We have choose a variety of aldehydes and amines to expand the scope and simplicity of the polymer supported Cu(I) catalyst, Cu-PS-ala promoted three component coupling reaction under the optimized reaction conditions. Structurally diverse aldehydes and amines possessing a wide range of functional groups were employed as reaction substrates. The results are given in Table 3. Aromatic aldehydes with electron-donating groups reacted rapidly, while in case of aldehydes with electron-withdrawing groups reactivity decreased and required longer reaction times. In addition, heteroaromatic aldehydes also gave products (Table 3, entries 9 and 10). To extend the scope of the reaction, various cyclic and acyclic secondary amines such as piperidine, morpholine, pyrrolidine, and diethylamine were used and tolerated well (Table 3, entries 11, 12 and 13). To broaden the utility of our catalyst we tested this three-component coupling with a more challenging substrate aniline. After a prolonged reaction time, a moderate yield of the desired product was obtained (Table 3, entry 18). Under the same reaction conditions several alkynes such as tolyl-substituted ethyne and 1-octyne can be used to give the corresponding propargylamines. Tolyl-substituted ethyne gave good yields but in case of aliphatic alkyne, moderate yield of the corresponding propargylamine was obtained after longer reaction time. The results indicated that both aromatic and aliphatic aldehydes were transformed to the corresponding propargylamines in excellent yields.
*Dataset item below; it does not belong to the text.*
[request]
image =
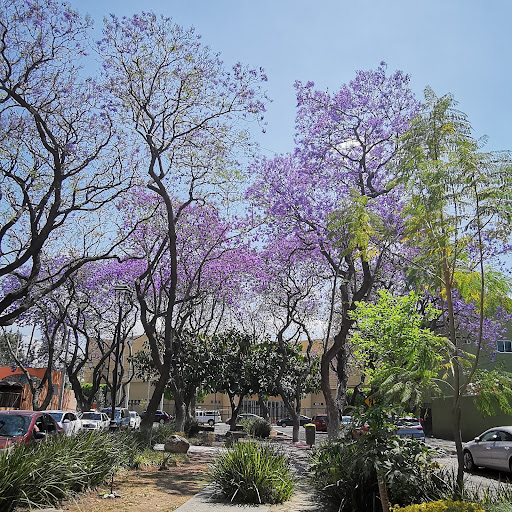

To the best of our knowledge, there is currently limited report of employing alcohols instead aldehyde in A3-coupling reactions. We have studied the catalytic activity of the polymer supported copper catalyst in the oxidative A3-coupling reactions of benzyl alcohols, phenylacetylene and secondary amines under aerobic conditions in aqueous media. The scope of various benzyl alcohols, amines and phenylacetylene was examined in the oxidative A3 reaction (Table 4). The benzyl alcohol with an electron-withdrawing group gave a higher yield as compared to that with an electron donating group (Table 4, entries 2, 3 and 4). In addition, piperidine or pyrrolidine can also be applied in this A3-coupling (Table 4, entries 4, 5, and 6).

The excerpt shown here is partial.